MELISSA BLOCK, host:
John McCain is feeling a bit neglected this week by the news media. The Republican presidential candidate enjoys a good relationship with the press, but Barack Obama's trip to the Middle East has upstaged McCain's travels to such places as Rochester, New Hampshire, and Wilkes-Barre, Pennsylvania.
As NPR's Scott Horsley reports, McCain's campaign is fighting back with humor.
SCOTT HORSLEY: John McCain looked out at a less-than-full auditorium in Wilkes-Barre, Pennsylvania, this morning and thanked the crowd for showing up at something as mundane as a town hall meeting.
Senator JOHN McCAIN (Republican, Arizona; Presidential Candidate): Thank you for being here this morning, and I appreciate the fact that you would come out.
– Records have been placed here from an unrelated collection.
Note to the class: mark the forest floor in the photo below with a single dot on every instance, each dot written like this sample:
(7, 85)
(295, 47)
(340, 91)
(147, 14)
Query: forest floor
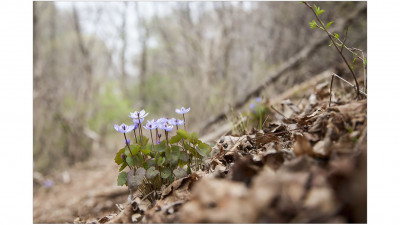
(307, 165)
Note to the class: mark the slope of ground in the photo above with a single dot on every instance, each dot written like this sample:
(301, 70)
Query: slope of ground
(307, 165)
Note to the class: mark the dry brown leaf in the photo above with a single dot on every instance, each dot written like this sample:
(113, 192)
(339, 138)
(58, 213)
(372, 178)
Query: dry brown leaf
(302, 146)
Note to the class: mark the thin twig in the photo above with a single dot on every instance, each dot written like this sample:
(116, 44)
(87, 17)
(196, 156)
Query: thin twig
(272, 107)
(344, 40)
(337, 48)
(330, 91)
(334, 74)
(365, 74)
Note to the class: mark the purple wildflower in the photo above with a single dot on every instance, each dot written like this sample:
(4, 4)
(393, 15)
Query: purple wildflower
(252, 106)
(48, 183)
(139, 115)
(137, 121)
(182, 110)
(124, 128)
(166, 127)
(150, 125)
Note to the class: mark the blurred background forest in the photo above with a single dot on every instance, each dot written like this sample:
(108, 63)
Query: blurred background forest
(96, 62)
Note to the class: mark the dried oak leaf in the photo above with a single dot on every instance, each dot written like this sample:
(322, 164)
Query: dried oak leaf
(302, 146)
(218, 201)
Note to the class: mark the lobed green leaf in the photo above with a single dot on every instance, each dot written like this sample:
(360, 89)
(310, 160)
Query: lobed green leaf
(175, 139)
(122, 178)
(118, 160)
(182, 133)
(165, 173)
(329, 24)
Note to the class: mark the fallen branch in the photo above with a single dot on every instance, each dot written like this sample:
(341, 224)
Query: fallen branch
(291, 63)
(330, 89)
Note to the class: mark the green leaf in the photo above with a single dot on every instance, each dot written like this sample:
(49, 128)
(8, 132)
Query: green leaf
(134, 181)
(329, 24)
(145, 165)
(175, 139)
(151, 172)
(146, 151)
(203, 149)
(179, 173)
(118, 160)
(145, 140)
(160, 161)
(313, 24)
(193, 138)
(130, 161)
(172, 153)
(160, 147)
(123, 166)
(134, 148)
(165, 173)
(336, 35)
(183, 133)
(122, 178)
(183, 156)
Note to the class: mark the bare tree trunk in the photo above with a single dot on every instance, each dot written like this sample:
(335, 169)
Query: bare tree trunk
(143, 36)
(123, 50)
(87, 66)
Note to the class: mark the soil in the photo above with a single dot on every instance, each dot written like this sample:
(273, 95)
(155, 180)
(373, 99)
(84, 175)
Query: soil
(307, 165)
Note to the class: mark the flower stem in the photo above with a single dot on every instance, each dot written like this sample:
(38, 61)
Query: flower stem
(184, 121)
(134, 132)
(129, 149)
(152, 142)
(166, 137)
(157, 138)
(127, 163)
(140, 133)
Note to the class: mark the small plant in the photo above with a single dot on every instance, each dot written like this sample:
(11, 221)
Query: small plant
(258, 112)
(339, 45)
(160, 162)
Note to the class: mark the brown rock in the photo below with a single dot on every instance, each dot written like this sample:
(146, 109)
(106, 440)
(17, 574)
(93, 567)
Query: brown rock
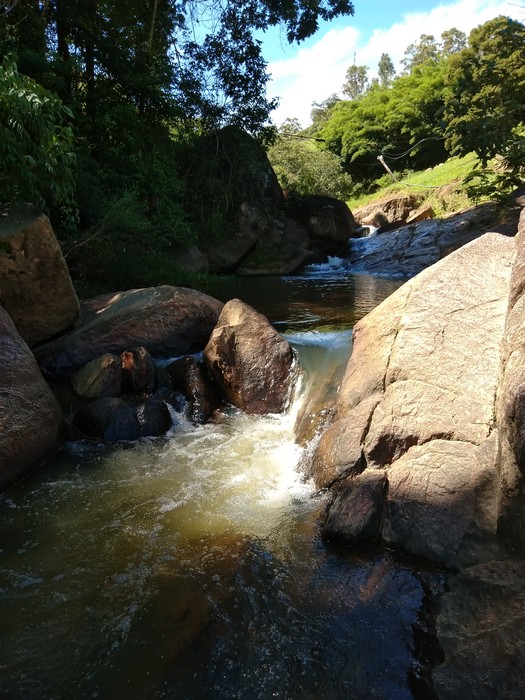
(418, 399)
(30, 418)
(388, 210)
(249, 361)
(422, 213)
(35, 286)
(140, 371)
(167, 320)
(100, 377)
(355, 515)
(327, 220)
(192, 379)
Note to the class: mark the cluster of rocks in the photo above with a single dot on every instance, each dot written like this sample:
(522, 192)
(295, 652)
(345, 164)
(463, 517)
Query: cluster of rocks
(245, 363)
(94, 369)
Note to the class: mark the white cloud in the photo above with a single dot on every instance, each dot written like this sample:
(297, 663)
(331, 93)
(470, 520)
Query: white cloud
(316, 72)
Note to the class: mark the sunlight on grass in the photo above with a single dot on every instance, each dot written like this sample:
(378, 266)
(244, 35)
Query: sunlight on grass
(454, 170)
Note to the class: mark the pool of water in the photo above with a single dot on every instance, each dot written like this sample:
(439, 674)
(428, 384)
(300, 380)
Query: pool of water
(191, 566)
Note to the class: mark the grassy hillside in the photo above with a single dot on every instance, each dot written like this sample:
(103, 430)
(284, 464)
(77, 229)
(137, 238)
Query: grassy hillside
(428, 183)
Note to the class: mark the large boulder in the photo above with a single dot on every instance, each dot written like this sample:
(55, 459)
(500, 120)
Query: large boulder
(167, 320)
(418, 402)
(30, 418)
(249, 361)
(328, 221)
(35, 286)
(510, 407)
(392, 210)
(280, 251)
(410, 249)
(480, 633)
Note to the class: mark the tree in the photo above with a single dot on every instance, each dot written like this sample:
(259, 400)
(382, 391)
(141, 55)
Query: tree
(385, 70)
(422, 51)
(484, 97)
(321, 110)
(403, 121)
(37, 161)
(304, 168)
(452, 41)
(356, 81)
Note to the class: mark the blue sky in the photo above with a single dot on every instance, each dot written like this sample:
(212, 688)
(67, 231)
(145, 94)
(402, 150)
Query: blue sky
(316, 68)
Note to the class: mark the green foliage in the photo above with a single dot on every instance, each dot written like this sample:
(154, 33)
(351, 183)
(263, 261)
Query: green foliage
(150, 85)
(385, 71)
(356, 81)
(485, 111)
(428, 184)
(302, 167)
(37, 158)
(485, 90)
(421, 52)
(402, 123)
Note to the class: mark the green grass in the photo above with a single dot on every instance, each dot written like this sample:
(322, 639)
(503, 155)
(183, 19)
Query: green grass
(425, 183)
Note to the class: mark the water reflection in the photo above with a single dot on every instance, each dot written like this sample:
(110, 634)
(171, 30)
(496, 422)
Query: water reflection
(191, 566)
(326, 297)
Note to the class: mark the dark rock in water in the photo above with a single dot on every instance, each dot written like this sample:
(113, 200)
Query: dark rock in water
(250, 363)
(387, 212)
(356, 513)
(174, 398)
(481, 634)
(191, 378)
(153, 418)
(140, 371)
(98, 378)
(107, 419)
(280, 251)
(166, 320)
(31, 421)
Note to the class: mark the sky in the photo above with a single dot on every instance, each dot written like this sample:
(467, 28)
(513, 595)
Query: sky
(316, 68)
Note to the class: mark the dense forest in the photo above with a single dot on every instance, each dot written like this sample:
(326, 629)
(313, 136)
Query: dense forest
(455, 96)
(124, 121)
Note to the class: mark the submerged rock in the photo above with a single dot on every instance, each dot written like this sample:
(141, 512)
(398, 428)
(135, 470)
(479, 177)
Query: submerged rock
(31, 421)
(249, 361)
(100, 377)
(167, 320)
(418, 402)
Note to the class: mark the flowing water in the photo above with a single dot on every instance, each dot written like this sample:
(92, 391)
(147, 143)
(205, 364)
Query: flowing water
(191, 566)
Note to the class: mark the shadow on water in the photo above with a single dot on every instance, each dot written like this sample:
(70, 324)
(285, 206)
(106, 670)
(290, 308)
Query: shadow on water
(192, 566)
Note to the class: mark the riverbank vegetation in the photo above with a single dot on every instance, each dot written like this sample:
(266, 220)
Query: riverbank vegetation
(456, 98)
(113, 120)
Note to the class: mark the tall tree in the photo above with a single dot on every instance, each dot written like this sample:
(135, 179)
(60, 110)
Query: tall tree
(385, 70)
(484, 99)
(422, 51)
(356, 81)
(452, 41)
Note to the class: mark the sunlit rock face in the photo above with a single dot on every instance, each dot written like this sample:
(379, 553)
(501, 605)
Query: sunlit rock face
(418, 402)
(167, 320)
(250, 363)
(30, 418)
(35, 286)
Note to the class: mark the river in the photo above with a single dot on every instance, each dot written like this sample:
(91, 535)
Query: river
(191, 566)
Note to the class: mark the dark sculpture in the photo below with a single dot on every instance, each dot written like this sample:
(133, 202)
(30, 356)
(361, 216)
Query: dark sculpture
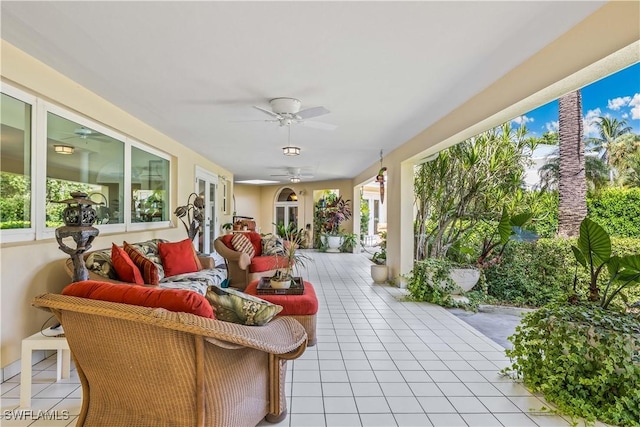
(78, 217)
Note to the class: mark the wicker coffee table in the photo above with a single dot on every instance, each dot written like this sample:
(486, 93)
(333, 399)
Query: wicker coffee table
(302, 308)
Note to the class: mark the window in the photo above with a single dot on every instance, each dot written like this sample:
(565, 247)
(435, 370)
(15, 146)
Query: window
(47, 152)
(15, 171)
(149, 186)
(80, 158)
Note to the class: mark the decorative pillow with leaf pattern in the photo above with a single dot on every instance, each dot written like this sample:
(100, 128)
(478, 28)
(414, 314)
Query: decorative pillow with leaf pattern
(99, 262)
(150, 250)
(234, 306)
(272, 245)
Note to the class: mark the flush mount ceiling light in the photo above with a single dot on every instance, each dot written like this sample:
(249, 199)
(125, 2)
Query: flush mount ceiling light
(63, 149)
(290, 150)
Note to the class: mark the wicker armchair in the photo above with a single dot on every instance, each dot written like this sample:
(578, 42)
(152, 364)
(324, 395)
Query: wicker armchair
(142, 366)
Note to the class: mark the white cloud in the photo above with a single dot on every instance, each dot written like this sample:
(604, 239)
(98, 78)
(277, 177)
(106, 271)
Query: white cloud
(590, 122)
(522, 120)
(635, 107)
(617, 103)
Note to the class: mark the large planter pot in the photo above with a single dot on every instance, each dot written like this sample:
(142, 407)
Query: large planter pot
(281, 284)
(379, 273)
(333, 243)
(465, 278)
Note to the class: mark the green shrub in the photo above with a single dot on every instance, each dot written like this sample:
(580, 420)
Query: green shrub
(423, 282)
(584, 359)
(617, 210)
(532, 274)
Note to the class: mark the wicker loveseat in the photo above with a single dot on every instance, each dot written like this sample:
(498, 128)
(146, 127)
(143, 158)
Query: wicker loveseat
(143, 366)
(100, 267)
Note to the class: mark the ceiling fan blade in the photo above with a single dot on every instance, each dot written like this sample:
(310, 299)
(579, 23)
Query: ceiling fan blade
(319, 125)
(269, 112)
(312, 112)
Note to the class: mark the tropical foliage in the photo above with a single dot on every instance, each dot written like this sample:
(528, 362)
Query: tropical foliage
(465, 185)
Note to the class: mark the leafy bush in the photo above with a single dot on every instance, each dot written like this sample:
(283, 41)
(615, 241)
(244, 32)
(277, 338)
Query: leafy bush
(425, 279)
(532, 274)
(617, 210)
(584, 359)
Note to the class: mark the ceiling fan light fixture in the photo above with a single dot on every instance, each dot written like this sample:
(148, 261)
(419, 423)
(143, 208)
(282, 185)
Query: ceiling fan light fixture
(63, 149)
(291, 151)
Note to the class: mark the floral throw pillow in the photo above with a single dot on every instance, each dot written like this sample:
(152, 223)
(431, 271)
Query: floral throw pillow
(234, 306)
(241, 243)
(272, 245)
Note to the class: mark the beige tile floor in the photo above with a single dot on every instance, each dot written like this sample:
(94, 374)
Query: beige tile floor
(379, 361)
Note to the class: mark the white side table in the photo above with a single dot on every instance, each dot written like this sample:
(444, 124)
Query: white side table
(45, 340)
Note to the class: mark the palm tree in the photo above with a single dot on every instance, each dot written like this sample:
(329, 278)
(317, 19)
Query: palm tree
(596, 174)
(572, 184)
(610, 130)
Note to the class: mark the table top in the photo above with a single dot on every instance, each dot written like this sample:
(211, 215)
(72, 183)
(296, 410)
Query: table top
(47, 334)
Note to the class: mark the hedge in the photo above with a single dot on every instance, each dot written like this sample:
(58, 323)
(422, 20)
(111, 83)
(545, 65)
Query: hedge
(534, 274)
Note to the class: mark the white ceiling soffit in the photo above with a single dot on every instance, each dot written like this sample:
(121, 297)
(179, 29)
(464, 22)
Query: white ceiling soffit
(194, 70)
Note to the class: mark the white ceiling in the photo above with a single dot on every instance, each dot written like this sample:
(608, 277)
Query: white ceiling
(385, 70)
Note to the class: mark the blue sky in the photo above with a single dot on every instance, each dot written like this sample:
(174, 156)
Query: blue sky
(616, 96)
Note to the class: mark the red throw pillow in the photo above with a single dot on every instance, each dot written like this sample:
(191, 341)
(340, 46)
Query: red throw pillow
(178, 300)
(256, 241)
(241, 243)
(147, 267)
(126, 270)
(178, 258)
(226, 239)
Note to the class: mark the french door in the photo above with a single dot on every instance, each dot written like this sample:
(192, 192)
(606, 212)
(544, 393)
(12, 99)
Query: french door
(206, 188)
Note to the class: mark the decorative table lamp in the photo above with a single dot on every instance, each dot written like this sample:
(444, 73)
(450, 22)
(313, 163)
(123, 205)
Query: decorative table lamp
(78, 218)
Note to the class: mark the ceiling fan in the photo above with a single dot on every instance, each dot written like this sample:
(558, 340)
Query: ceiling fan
(86, 133)
(286, 111)
(294, 174)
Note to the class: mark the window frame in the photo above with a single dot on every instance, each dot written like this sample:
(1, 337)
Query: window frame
(39, 111)
(25, 234)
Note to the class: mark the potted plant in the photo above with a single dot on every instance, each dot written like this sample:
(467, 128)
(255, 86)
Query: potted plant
(191, 214)
(332, 212)
(294, 260)
(379, 269)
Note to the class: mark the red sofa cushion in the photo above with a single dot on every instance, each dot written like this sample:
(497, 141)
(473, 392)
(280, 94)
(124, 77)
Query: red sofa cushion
(178, 258)
(125, 268)
(254, 238)
(178, 300)
(292, 305)
(266, 263)
(149, 270)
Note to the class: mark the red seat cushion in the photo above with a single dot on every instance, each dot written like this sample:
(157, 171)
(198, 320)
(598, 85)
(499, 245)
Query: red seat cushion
(178, 258)
(256, 241)
(266, 263)
(125, 268)
(178, 300)
(292, 305)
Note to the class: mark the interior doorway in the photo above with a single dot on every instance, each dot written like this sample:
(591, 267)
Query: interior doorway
(206, 188)
(286, 209)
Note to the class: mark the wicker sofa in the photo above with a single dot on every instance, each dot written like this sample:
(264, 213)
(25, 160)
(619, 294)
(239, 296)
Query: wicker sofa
(142, 366)
(243, 269)
(100, 267)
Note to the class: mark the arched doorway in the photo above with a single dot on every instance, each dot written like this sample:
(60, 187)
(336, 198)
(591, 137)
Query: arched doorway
(286, 208)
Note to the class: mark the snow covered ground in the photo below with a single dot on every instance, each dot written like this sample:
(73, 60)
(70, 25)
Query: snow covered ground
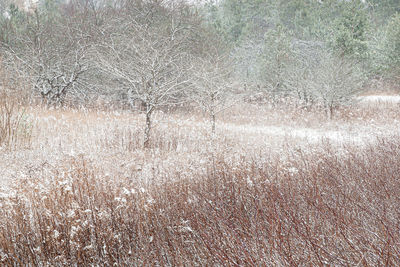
(182, 142)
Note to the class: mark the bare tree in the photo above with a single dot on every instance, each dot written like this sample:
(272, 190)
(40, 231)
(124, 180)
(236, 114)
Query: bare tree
(150, 64)
(50, 54)
(326, 80)
(213, 89)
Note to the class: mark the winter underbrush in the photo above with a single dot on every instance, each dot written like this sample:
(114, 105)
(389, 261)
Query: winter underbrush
(323, 205)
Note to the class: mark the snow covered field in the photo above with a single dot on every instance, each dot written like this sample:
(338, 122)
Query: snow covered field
(183, 143)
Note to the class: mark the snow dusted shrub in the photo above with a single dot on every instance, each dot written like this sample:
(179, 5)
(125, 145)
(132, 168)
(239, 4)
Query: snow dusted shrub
(318, 206)
(15, 129)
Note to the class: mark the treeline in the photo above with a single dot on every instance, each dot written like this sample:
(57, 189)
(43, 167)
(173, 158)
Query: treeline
(152, 53)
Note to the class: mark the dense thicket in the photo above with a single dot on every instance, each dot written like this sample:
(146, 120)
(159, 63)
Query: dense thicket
(147, 54)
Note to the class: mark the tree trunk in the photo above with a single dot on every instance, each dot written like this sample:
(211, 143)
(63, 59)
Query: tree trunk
(213, 123)
(149, 111)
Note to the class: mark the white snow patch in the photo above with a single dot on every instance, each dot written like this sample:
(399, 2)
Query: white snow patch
(379, 99)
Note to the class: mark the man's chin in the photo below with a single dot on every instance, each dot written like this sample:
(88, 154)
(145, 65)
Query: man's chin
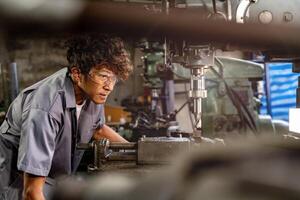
(99, 101)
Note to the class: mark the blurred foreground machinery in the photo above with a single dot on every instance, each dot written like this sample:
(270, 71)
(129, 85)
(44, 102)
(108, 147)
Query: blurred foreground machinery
(265, 169)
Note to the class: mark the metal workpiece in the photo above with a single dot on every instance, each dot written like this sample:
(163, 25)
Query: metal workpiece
(197, 93)
(147, 151)
(161, 150)
(243, 9)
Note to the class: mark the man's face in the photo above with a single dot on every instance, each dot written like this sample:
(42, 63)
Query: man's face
(98, 84)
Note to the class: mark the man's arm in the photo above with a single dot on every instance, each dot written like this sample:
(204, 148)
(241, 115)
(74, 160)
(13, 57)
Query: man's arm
(33, 187)
(108, 133)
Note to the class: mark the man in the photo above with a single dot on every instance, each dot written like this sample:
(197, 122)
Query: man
(46, 121)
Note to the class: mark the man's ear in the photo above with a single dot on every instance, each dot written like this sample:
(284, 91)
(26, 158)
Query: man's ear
(75, 74)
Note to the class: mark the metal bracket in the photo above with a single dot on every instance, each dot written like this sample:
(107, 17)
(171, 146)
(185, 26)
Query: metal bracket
(242, 10)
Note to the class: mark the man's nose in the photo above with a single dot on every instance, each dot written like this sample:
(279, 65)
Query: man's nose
(108, 86)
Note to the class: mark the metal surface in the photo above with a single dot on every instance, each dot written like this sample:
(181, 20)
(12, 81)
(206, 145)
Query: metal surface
(242, 10)
(161, 150)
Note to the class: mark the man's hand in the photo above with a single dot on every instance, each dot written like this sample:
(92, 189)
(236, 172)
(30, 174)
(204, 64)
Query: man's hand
(33, 187)
(108, 133)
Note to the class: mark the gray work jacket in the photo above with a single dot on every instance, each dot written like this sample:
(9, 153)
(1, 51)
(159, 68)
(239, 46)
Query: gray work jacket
(40, 131)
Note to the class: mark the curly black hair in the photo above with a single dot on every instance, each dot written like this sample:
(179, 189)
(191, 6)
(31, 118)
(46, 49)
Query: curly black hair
(89, 50)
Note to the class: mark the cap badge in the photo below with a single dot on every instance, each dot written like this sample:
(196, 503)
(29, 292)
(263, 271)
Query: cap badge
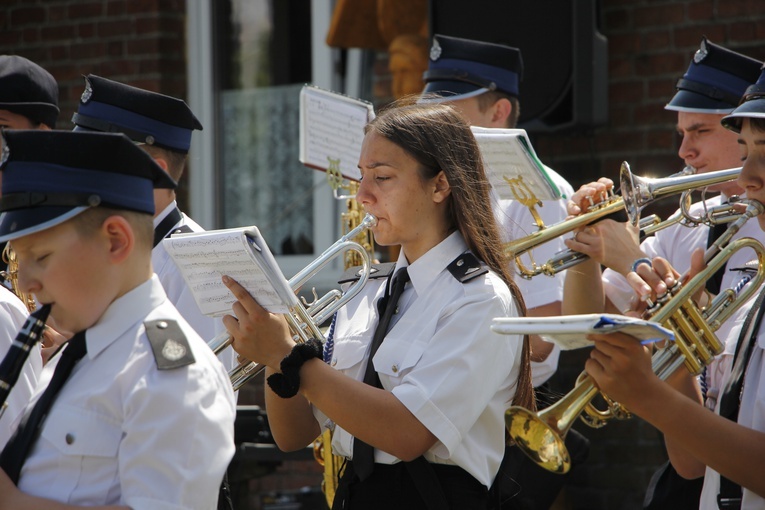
(435, 50)
(701, 53)
(173, 350)
(87, 93)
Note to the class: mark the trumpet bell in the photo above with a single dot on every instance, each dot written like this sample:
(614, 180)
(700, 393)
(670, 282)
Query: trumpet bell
(540, 441)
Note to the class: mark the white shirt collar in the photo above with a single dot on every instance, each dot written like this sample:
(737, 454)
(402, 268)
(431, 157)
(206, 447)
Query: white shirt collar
(426, 269)
(139, 302)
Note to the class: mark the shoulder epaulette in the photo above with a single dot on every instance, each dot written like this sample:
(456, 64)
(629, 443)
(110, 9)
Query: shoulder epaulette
(183, 229)
(466, 267)
(377, 271)
(170, 347)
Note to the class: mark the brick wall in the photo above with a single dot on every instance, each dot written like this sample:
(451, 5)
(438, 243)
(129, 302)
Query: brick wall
(138, 42)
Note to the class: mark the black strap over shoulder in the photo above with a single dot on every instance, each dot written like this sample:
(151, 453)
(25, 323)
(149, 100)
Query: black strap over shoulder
(466, 267)
(376, 272)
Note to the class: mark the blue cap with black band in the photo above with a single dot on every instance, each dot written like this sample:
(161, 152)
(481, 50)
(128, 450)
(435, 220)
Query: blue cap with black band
(463, 68)
(144, 116)
(752, 105)
(52, 176)
(715, 80)
(29, 90)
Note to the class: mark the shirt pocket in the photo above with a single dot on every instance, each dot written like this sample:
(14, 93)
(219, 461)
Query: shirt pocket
(349, 353)
(401, 351)
(80, 433)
I know that everybody has something else to do today.
HORSLEY: For a lot of news outlets, that something else is Barack Obama's overseas trip, which has dominated political coverage in recent days. Pennsylvania student Katie Klein, who found time to attend McCain's event, thinks that's typical of a left-leaning media bias.
Ms. KATIE KLEIN (Student): I mean, obviously this week, with Barack being overseas, he's going to get more attention. But I think generally, he's going to get more attention anyway.
HORSLEY: The McCain campaign poked fun at the news media and its own second billing this week, handing out press credentials to reporters that said: JV Squad — Left Behind to Report in America. McCain's team also produced a Web video about the media's perceived fixation on their Democratic rival.
(Soundbite of Web video)
Mr. JOE SCARBOROUGH (MSNBC Host): The media's love affair with Barack Obama is all-consuming.
Mr. CHRIS MATTHEWS (MSNBC Host): I felt this thrill going up my leg. I mean, I don't have that too often.
HORSLEY: Well, there's not exactly a news blackout on McCain, who recorded interviews today with ABC, Fox News and several local TV stations. But highlighting the Obama coverage allows McCain to cast himself in his preferred role as an underdog, while at the same time shaming the media into self-conscious balancing act stories like this one.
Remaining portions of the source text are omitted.